Researchers at University of California San Diego have identified a protein in mice that must be present in eggs for them to complete normal development. Without the protein, called ZFP36L2 or L2 for short, the eggs appear ordinary, but they cannot be fertilized by sperm. Female mice lacking L2 in their eggs ovulate and are otherwise healthy, but they produce no offspring.
Since humans also have the L2 protein, this finding, published today in Developmental Cell, gives researchers a new place to look for answers to currently unexplained causes of female infertility. In approximately 15% of cases where couples are unable to conceive, the underlying cause of infertility is not known.

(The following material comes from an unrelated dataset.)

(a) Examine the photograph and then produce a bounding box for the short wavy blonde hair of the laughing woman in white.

L2 plays an important role in cells by activating mRNA decay, a system cells use to turn off gene expression when the proteins encoded by the mRNAs are no longer needed. Some of the team's collaborators had previously found that L2 is needed for normal blood cell development. These earlier studies also suggested a link to female fertility, but whether L2 played any role in the egg itself remained unclear. To answer this question, senior author Heidi Cook-Andersen, assistant professor of reproductive medicine and biological sciences, and her team worked with female mice engineered to completely lack the L2 protein only in their eggs. The protein continued to function normally in all other parts of the mouse body.
To determine what effect this had on fertility, Cook-Andersen's team set up an equal number of fertile male mice with 10 females lacking L2 in their eggs and 10 normal females. Then they tracked the groups for six months. In that time, the normal mice produced regularly, giving birth to a litter of seven or eight pups approximately every 21 days, for a total of about 60 baby mice.
Meanwhile, the female mice lacking the L2 protein in their eggs didn't have a single pup.
The team next asked why the L2-lacking mice were infertile. They found that L2-deficient eggs were unable to undergo global transcriptional silencing. Eggs remain in this "quiet" state until they are fertilized and begin developing as an embryo. Eggs lacking L2, however, failed to undergo this step and continued transcribing genes into mRNA and producing proteins.
Cook-Andersen said it's clear that the mice's infertility was due at least in part to their failure to undergo global transcriptional silencing. But it's also possible L2 affects other factors influencing fertility as well.
Beyond their potential significance in our understanding of human infertility, Cook-Andersen said these results are scientifically exciting because they indicate that L2 and mRNA decay play important roles in global transcriptional silencing. Looking more closely, they found that L2 degrades mRNAs that regulate marks on proteins intimately associated with DNA in the egg, which provides a clue as to how L2 and RNA decay might shut off transcription in the egg. Previously, not much was known about how this crucial developmental event might occur at the right time in egg development.
"Many research groups are looking at how genes are regulated from the perspective of which genes need to be turned 'on' for a cell to advance to the next stage of development, but now we see that it's just as important to know which genes need to be turned 'off,'" Cook-Andersen said.